Being almost completely digital, the esports industry is a perfect place to integrate the blockchain technology. By removing intermediaries and forming a direct connection between developers and gamers, the blockchain is able to create an entire decentralized gaming economy.

Smart contracts lying at the heart of a blockchain-based ecosystem provide a solution to all the above issues that modern tournaments face. Smart contracts are computer algorithms which specify all the conditions for the distribution of prizes, ensuring the transparency and execution of all the terms of transactions. Thus, the players no longer have to take leaps of faith in trusting organizers with their entry fees: The prizes are automatically distributed according to pre-prescribed conditions, which cannot be changed or altered by a single user or party. The money is only released when all the requirements set in the smart contract are met and no retroactive changes in the contract are possible.

The Esport Platform

The Esport platform by GNation will allow for organizing both decentralized and centralized tournaments. MobileGo tokens, an integral part of the GNation ecosystem, will be used to gamify the mobile platform and to incentivize gamers for loyalty and participation through rewards, being fine-tuned to address their needs.

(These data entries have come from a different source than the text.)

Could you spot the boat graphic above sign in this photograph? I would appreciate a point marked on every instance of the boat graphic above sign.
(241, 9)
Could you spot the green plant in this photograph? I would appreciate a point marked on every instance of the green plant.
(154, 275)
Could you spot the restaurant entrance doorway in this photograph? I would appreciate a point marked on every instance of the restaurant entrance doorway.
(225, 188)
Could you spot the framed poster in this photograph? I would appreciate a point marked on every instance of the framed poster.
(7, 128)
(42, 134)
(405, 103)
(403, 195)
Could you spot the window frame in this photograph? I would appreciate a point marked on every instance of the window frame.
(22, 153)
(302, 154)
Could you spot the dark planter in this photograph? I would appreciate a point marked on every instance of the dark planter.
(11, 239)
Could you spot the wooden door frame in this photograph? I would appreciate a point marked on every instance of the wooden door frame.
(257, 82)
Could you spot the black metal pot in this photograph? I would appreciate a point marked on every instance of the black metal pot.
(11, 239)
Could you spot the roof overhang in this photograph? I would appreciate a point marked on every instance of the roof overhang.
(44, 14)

The first release of the GNation Esport platform will focus on leadership tournaments, starting with HTML5 games that fit well into such system. This type of games is easy to get and easy to present to the end-user. The player enters the tournament and plays the game as many times as they want, with only their top score counting on the leaderboard. The score is then compared to other players’ top scores and the best players get prizes in the platform’s virtual currency or MGO. And MGO is, of course, of much higher value for the gamers.

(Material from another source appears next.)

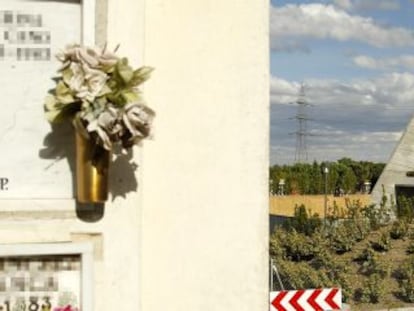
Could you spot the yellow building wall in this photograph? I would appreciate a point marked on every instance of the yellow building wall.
(285, 205)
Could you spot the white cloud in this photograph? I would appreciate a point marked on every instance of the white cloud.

In the next iterations of the GNation Esport platform, games will be diversified. We will add Android and PC games to attract hardcore users. Meanwhile, we will spread MGO across our community and make it more common to use on our platform. This will help us to organize special types of tournaments where MGO will be used as both an entry fee and a reward. These will be our first steps to protect our players from fiat fraud. Later on, we will extend the usage of MGO and add more transparency to the platform with the help of smart contracts.

Conclusion

Ultimately, everything boils down to trust, and blockchain has a huge potential of making gaming fairer. Time will show whether this decentralized approach becomes the de facto for all future tournaments. However, it is already clear that it can remedy most of the problems that have plagued the industry for over a decade, such as lack of transparency, controversies over reward payments, unprotected players’ rights, fraudulent activity, and the centralized infrastructure. Blockchain may also pave the way for new business models, transforming the entire gaming industry.